Now you need to ask yourself, how are you going to encode this data in code?

One approach is hierarchical data modeling. Vectors or Maps of Vectors or Maps, etc. This can be tricky to deal with graphs, cause you have circular references, so a traversal could be infinite. Or you could model it as an actual graph, and use an Adjencency List. Or maybe you model it as tables and relations between them such as a SQL db would. The trick is to start thinking about data-structures, the full spectrum of them. Not about Classes and Objects.

Now, most of the time, Vectors or Maps of Vectors or Maps will be good enough. Just go for it. Clojure can really easily manipulate such structure. It’s rare to have graph like data, or even many to many relations. So this encoding will normally work pretty well for most use case, and is well supported by Clojure.

It’s also totally idiomatic in that case to have nested structures. Because you are modeling hierarchies, which are nested in the domain as well.

Basically, what I’m saying is that, in OO, generally things are modeled hierarchically. You have Classes with nested Classes in them. Hierarchical data modeling is good for domains to which it works well for, domains that have hierarchical data themselves. And Clojure doesn’t go against hierarchical data modeling. Using Clojure does not mean not using hierarchical data models when they would be most appropriate. It means implementing the hierarchical data model using dynamic persistent data-structures instead of Classes and Objects. Which you’ll see, Clojure actually makes using and working with hierarchical data way easier then OO.
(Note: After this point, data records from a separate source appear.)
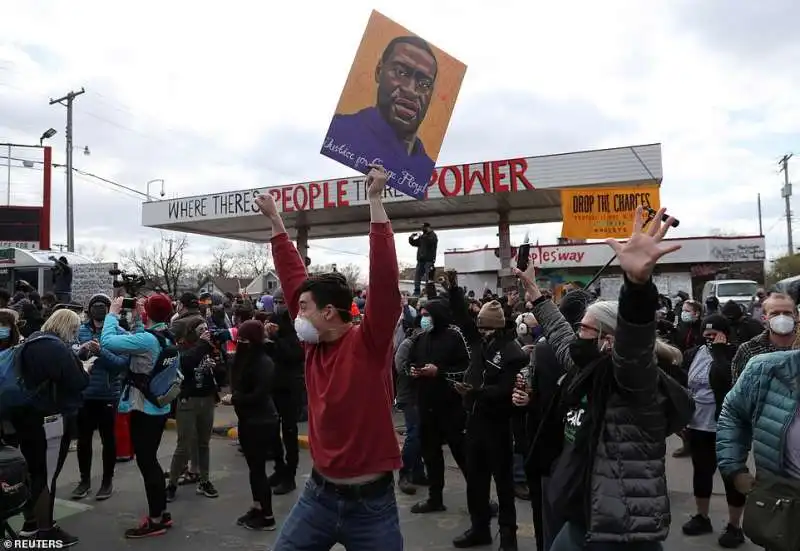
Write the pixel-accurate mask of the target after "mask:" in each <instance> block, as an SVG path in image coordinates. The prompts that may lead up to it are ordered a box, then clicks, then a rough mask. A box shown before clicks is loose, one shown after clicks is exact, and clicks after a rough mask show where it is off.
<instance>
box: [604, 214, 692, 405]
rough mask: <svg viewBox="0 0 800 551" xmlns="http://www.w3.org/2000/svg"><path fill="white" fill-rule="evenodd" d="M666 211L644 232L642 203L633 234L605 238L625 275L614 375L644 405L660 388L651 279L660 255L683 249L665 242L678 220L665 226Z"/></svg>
mask: <svg viewBox="0 0 800 551" xmlns="http://www.w3.org/2000/svg"><path fill="white" fill-rule="evenodd" d="M665 210H666V209H663V208H662V209H661V210H659V211H658V213H656V215H655V217H654V218H653V219H652V221H651V222H650V225H649V227H648V228H647V229H646V230H645V229H644V226H645V224H647V221H646V218H645V216H644V215H643V213H642V207H638V208H637V209H636V215H635V217H634V222H633V235H632V236H631V238H630V239H629V240H628V241H626V242H625V243H620V242H618V241H616V240H614V239H609V240H607V241H606V243H608V245H609V246H610V247H611V248H612V249H614V252H615V253H616V255H617V258H618V259H619V264H620V267H621V268H622V271H623V273H624V274H625V276H624V277H625V282H624V283H623V286H622V289H621V290H620V297H619V311H618V321H617V330H616V331H615V334H614V349H613V358H614V377H615V379H616V381H617V385H618V386H619V388H620V389H621V390H623V391H625V392H626V393H627V394H628V395H629V397H631V398H632V399H634V400H635V401H637V402H642V403H645V402H647V401H649V400H652V399H654V395H655V392H656V390H657V387H658V365H657V364H656V361H655V355H654V352H655V345H656V310H657V309H658V290H657V289H656V287H655V285H654V284H653V281H652V275H653V268H655V265H656V263H657V262H658V261H659V259H661V257H663V256H665V255H667V254H669V253H671V252H673V251H676V250H678V249H679V248H680V245H667V244H663V243H661V241H662V240H663V239H664V236H665V235H666V234H667V231H668V230H669V228H670V227H671V225H672V223H673V222H674V221H675V219H674V218H672V217H669V218H668V219H667V221H666V222H665V223H663V224H662V222H661V216H662V215H663V214H664V212H665Z"/></svg>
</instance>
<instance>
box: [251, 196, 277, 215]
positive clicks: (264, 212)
mask: <svg viewBox="0 0 800 551" xmlns="http://www.w3.org/2000/svg"><path fill="white" fill-rule="evenodd" d="M256 206H257V207H258V210H260V211H261V214H263V215H264V216H266V217H267V218H274V217H276V216H277V215H278V205H276V204H275V198H274V197H273V196H272V195H270V194H269V193H262V194H260V195H259V196H258V197H256Z"/></svg>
The other thing Clojure does, is put the state in a central place at the top/boundaries of the app. This makes state more explicit. And similarly, it makes it easier to choose to use a different type of data model, like a relational one, or a graph based one. You can see DataScript as a good example. And this scales well, because then its trivial to move your state into a distributed store like a DB and make your DB the implementation for your data model.